Despite the indispensable role that astrocytes play in the neurovascular unit, few studies have investigated the functional impact of astrocyte signaling in cognitive decline and dementia related to vascular pathology. Diet-mediated induction of hyperhomocysteinemia (HHcy) recapitulates numerous features of vascular contributions to cognitive impairment and dementia (VCID). Here, we used astrocyte targeting approaches to evaluate astrocyte Ca2+ dysregulation and the impact of aberrant astrocyte signaling on cerebrovascular dysfunction and synapse impairment in male and female HHcy diet mice.
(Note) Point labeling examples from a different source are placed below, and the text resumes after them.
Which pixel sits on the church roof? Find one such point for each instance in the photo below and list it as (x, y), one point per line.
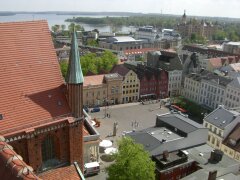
(30, 78)
(11, 164)
(74, 73)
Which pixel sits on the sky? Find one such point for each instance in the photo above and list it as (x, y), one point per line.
(216, 8)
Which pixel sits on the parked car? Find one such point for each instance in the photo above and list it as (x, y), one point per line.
(91, 168)
(95, 109)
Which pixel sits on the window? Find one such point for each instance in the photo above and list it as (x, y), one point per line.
(206, 124)
(48, 150)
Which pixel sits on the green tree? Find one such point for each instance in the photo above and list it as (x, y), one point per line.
(132, 162)
(92, 42)
(54, 28)
(219, 35)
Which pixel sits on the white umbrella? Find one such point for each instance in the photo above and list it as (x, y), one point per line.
(105, 143)
(111, 151)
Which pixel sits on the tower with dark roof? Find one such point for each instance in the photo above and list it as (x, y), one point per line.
(184, 17)
(74, 80)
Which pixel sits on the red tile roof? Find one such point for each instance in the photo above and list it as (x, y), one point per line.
(30, 78)
(234, 135)
(12, 167)
(220, 61)
(93, 80)
(66, 173)
(140, 51)
(120, 69)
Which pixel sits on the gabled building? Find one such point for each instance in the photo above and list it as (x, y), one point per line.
(231, 144)
(99, 90)
(153, 81)
(172, 64)
(40, 117)
(220, 123)
(130, 83)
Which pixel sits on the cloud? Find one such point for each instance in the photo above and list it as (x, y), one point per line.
(229, 8)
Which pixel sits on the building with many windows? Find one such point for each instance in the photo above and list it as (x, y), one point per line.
(231, 144)
(232, 47)
(220, 123)
(172, 64)
(121, 43)
(40, 117)
(99, 90)
(130, 84)
(187, 28)
(206, 88)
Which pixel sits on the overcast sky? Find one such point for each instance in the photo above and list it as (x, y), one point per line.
(223, 8)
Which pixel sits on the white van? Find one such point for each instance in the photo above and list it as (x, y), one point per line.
(91, 168)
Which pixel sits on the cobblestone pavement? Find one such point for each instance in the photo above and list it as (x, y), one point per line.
(128, 116)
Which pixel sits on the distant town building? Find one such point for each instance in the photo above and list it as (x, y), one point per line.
(99, 90)
(172, 64)
(37, 120)
(153, 81)
(187, 28)
(220, 123)
(232, 47)
(210, 64)
(172, 132)
(206, 88)
(121, 43)
(130, 84)
(231, 144)
(147, 33)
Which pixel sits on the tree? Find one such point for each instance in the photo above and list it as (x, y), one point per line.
(131, 162)
(219, 35)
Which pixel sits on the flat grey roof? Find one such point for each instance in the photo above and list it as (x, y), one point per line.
(153, 137)
(221, 117)
(178, 121)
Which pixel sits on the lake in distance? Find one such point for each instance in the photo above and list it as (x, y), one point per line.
(60, 19)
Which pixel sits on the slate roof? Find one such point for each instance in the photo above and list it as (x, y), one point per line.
(74, 73)
(12, 166)
(30, 78)
(120, 69)
(93, 80)
(209, 76)
(182, 123)
(221, 117)
(234, 135)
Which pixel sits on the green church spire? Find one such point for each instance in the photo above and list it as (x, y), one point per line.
(74, 72)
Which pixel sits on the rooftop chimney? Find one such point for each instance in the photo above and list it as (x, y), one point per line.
(165, 155)
(212, 175)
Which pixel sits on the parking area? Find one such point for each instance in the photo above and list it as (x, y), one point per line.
(128, 117)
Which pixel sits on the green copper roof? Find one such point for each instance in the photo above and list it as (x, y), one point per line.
(74, 73)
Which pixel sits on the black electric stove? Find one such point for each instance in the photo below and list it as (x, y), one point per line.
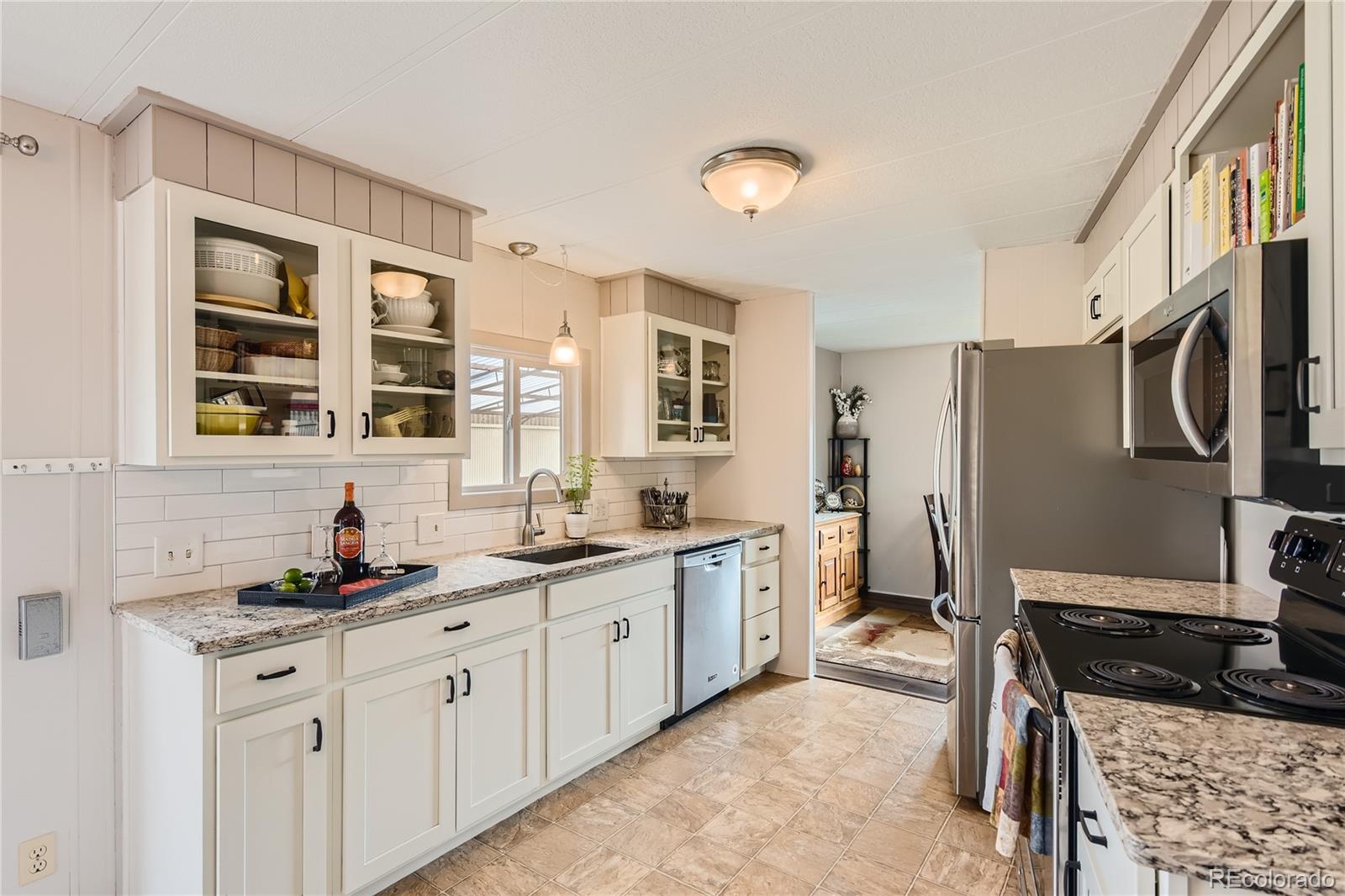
(1291, 667)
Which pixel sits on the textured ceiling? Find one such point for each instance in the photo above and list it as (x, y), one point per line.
(930, 131)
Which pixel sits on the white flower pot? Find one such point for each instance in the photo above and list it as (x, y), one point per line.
(576, 525)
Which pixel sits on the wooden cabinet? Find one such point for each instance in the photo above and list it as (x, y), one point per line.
(398, 783)
(669, 387)
(271, 801)
(499, 717)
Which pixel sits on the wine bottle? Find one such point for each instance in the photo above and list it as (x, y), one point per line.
(350, 537)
Two-photon imaging conducted in fully awake mice revealed activity-dependent Ca2+ dysregulation in barrel cortex astrocytes under HHcy. Stimulation of contralateral whiskers elicited larger Ca2+ transients in individual astrocytes of HHcy diet mice compared with control diet mice. However, evoked Ca2+ signaling across astrocyte networks was impaired in HHcy mice. HHcy also was associated with increased activation of the Ca2+/calcineurin-dependent transcription factor NFAT4, which has been linked previously to the reactive astrocyte phenotype and synapse dysfunction in amyloid and brain injury models. Targeting the NFAT inhibitor VIVIT to astrocytes, using adeno-associated virus vectors, led to reduced GFAP promoter activity in HHcy diet mice and improved functional hyperemia in arterioles and capillaries. VIVIT expression in astrocytes also preserved CA1 synaptic function and improved spontaneous alternation performance on the Y maze. Together, the results demonstrate that aberrant astrocyte signaling can impair the major functional properties of the neurovascular unit (i.e., cerebral vessel regulation and synaptic regulation) and may therefore represent a promising drug target for treating VCID and possibly Alzheimer’s disease and other related dementias.
|Number of pages||17|
|Journal||Journal of Neuroscience|
|State||Published - Mar 8 2023|
Bibliographical noteFunding Information:
This work was supported by National Institutes of Health (NIH)–National Institute on Aging Grants AG027297 and AG078116 to C.M.N., AG074146 to P.S, and AG058171 to O.T.; NIH Grant UL1TR001998 and University of Kentucky Neuroscience Research Priority Area to P.S.; NIH–National Institute of Neurological Disorders and Stroke Grant NS097722 to D.M.W.; the Hazel Embry Research Trust; and the Sylvia Mansbach Endowment for Alzheimer’s Disease Research. We thank Melanie Pleiss, who assisted with adeno-associated virus injections and MRI protocols.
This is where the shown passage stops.